Monday, May 29, 2006

Ongoing saga

Recapping my childhood—early years of moving from place to place—Navy base to Navy base... all pretty much a blur except for photos that jog my memory of the stories my mother told. Jesus was a friendly adult who was fond of children, indulgent and interested, much as many of the adults I knew. I was already learning that relationships with adults were far more satisfying than with my peers.

Communion was a perfect cube of white bread and little party drinks in tiny cups. Baptism was a ritual both scary and exotic—a huge see-through pool, where people descended in white robes, and were dipped backwards like tango dancers. This was my Grammie's church—Southern Baptist. I was six. One of the stories from that time was that the church elders informed my mother that I was taking communion illegally since I had not been baptized (in the dip and dunk sense). My mother was outraged. I had been christened in a Congregational church and baptism was baptism. I was indeed eligible to receive, and if they said anything more, we'd take our business elsewhere.

But it didn't matter for long, because my Dad had called that night from Guam to say he was divorcing us. Since we'd been living with his mother, (a tricky spot she was in) we moved. First, to a crummy apartment down the street for three months, and then to Portland, Maine: to my mother's parents. Nana was a Unitarian and her church didn't have a cross or communion. I missed the little party drinks.

My relationship with Jesus was sustained by the Roman Catholic Church. When we moved, it was the dead of winter and a parochial school was right across the street from my grandparents' apartment. I attended The Sacred Heart of Jesus for half a year. The nuns were incredibly kind to me. I was a skinny, sorry little protestant, whose daddy had left her, with an incredible memory and a voracious appetite for the catechism—what wasn't to love? The sisters would scold the boys who hadn't studied with "she knows her catechism, and she's not even Catholic."

I was learning to love music. Although Nana was a Unitarian, she knew lots of songs: ballads and gospels and hymns. She taught me many of them, and we'd sing together. The Hit Parade was a favorite TV show, and I'd memorize the songs and sing them in school at Show and Tell. Once I sang "A Secret Love" and the sisters were convinced I was singing about Jesus. With their nurturing, I was trying to bloom.

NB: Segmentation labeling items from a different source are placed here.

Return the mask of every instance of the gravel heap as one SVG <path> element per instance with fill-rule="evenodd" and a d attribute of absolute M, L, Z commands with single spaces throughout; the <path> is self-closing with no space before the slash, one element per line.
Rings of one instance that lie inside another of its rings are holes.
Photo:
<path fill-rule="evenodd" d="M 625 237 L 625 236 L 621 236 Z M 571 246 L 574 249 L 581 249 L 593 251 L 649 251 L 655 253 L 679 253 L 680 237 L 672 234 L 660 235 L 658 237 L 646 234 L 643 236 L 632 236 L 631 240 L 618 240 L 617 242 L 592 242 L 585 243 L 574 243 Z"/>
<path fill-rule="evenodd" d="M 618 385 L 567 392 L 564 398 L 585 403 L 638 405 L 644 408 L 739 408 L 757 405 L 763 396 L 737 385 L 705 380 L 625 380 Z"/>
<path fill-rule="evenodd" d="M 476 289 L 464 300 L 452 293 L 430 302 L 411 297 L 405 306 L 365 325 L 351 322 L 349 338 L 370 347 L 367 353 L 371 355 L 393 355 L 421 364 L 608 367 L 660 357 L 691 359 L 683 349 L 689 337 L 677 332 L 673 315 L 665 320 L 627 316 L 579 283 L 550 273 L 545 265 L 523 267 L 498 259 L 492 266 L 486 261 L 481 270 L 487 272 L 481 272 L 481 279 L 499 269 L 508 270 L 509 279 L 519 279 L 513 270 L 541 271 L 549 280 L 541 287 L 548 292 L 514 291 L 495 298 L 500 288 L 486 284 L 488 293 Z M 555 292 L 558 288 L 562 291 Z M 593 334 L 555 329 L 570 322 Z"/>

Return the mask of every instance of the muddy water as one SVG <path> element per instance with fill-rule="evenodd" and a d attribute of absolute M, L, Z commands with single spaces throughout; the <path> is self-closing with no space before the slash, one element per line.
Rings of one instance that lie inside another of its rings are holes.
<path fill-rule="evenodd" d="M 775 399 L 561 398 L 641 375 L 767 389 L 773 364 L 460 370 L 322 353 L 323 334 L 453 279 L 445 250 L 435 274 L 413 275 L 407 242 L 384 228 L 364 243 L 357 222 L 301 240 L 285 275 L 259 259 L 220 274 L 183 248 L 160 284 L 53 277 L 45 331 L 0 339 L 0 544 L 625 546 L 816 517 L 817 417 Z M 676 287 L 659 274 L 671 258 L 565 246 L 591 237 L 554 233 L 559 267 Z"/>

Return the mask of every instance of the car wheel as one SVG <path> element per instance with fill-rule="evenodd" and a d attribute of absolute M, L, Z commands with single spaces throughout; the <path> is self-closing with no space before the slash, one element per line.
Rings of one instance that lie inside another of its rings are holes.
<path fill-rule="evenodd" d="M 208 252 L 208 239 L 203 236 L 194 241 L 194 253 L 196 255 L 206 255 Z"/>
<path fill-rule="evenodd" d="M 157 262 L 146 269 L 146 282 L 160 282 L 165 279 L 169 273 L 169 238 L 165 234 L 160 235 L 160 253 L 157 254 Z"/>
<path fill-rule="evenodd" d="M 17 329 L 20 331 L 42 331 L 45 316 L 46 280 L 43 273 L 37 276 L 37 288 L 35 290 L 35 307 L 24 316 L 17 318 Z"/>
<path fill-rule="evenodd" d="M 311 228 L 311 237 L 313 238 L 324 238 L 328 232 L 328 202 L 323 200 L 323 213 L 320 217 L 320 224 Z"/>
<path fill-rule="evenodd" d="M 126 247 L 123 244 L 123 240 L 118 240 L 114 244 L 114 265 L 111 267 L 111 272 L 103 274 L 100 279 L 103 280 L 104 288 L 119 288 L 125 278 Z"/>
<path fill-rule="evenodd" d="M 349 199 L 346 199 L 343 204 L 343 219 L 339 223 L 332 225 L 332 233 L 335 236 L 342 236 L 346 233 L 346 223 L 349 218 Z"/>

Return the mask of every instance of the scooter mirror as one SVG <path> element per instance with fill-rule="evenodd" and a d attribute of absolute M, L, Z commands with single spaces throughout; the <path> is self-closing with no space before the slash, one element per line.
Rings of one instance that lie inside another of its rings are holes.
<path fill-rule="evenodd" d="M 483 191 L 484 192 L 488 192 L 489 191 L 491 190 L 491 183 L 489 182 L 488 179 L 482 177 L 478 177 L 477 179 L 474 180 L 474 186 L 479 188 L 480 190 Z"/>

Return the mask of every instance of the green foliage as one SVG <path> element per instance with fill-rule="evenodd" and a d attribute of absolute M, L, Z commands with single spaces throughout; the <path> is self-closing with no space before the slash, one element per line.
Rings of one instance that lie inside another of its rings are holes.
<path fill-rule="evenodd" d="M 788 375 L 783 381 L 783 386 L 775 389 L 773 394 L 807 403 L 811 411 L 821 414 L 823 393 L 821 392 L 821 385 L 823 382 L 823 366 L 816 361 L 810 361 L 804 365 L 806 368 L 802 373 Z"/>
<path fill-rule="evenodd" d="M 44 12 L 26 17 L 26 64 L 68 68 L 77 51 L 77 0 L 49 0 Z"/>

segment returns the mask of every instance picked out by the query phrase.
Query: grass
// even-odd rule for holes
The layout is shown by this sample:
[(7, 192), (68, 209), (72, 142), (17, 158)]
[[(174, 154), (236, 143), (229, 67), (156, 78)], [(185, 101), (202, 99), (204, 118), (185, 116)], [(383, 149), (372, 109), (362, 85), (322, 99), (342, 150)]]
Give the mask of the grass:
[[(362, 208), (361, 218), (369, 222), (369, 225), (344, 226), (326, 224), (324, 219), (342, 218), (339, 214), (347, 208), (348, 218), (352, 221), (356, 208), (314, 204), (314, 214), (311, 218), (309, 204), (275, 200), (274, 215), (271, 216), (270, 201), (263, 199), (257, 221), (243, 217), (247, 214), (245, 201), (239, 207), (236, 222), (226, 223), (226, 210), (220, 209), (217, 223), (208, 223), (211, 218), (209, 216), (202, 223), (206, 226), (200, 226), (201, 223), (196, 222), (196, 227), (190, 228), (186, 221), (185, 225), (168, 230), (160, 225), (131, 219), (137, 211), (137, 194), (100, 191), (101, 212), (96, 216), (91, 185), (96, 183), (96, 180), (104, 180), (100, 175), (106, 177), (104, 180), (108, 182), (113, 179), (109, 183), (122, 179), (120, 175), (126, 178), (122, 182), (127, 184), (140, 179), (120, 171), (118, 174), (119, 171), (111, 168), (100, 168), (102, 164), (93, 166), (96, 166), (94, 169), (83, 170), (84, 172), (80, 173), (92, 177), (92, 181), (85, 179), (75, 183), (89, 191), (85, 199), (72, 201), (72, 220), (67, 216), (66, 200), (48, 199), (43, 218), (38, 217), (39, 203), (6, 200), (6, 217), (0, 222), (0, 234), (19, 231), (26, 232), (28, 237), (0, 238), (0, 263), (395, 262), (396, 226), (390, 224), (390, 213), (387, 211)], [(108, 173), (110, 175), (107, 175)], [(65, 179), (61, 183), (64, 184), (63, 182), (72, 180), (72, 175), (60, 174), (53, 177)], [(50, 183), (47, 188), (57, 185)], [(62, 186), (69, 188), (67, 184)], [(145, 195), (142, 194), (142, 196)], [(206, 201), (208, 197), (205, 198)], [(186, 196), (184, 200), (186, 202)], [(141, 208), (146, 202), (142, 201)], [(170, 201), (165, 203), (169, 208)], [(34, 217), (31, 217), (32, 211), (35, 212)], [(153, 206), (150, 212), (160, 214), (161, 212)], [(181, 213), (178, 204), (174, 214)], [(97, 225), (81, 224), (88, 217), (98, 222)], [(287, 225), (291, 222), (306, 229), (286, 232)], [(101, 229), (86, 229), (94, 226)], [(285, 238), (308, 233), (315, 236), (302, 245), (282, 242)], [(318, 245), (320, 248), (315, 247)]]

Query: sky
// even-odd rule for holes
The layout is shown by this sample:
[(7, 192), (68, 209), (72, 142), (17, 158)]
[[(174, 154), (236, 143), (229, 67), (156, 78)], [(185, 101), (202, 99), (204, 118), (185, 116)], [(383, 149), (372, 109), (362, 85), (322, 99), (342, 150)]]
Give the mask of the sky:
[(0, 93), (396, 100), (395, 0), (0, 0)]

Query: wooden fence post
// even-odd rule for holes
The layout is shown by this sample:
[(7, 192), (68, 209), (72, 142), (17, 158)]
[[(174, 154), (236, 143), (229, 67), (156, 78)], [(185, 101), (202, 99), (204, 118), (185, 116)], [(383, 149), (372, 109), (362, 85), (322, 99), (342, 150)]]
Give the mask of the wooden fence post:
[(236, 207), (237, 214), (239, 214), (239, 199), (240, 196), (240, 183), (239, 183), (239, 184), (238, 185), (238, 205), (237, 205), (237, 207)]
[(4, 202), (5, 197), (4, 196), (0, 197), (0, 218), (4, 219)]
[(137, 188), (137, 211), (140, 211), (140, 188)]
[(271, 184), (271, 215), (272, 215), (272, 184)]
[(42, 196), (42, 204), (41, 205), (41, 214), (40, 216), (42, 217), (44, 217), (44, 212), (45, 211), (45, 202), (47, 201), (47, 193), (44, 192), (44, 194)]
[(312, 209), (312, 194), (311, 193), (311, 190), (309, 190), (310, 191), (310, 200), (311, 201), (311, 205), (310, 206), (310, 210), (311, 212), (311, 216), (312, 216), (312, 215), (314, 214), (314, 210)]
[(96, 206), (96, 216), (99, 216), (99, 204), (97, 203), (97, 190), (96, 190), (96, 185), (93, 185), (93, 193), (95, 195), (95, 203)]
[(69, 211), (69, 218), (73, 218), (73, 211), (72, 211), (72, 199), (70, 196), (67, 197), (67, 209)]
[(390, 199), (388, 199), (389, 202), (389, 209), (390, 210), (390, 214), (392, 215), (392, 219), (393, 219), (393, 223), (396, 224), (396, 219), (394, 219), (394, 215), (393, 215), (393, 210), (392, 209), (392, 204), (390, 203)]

I was also being molested on a regular basis by my grandfather. Nana, who was supposed to be babysitting, was a gambler. She'd be off at Bingo. I became withdrawn, and played alone in my closet. I made a pretend apartment for myself and my dollbaby, safe and hidden from the dangerous world outside. (To this day I'm still a cave dweller, at home in dark cramped spaces.)

Those years are also blurred. By sixth grade I wa "acting out" although neither I nor anyone else knew exactly why. Just as life was becoming unbearable, we moved, my mother and I. To New Hampshire—to a new life in a small rural town. I left all the bad stuff behind and started over. Starting over was definitely becoming a habit.

4 comments:

Anonymous said...

This post definitely touches some chords with me. I don't know what I would have done, or what I would do without that starting over habit. I call it mercy...grace...a great gift, a lifesaver.

Actually I do know...I would be dead.

Pilot Mom said...

My heart breaks for you, CJ. No child should experience those atrocities. I agree with A above, moving was a great gift.

kpjara said...

I thank God for you and for your story. I will never understand how anyone could harm a child in any way; physical, mental, emotional, yet I know God will deal...even when we can't.

Thank GOD for the move~!

HeyJules said...

It's heart wrenching what we go through at the hands of sin, isn't it? I bleed for you, CJ and praise God that He got you away from the hands of that man.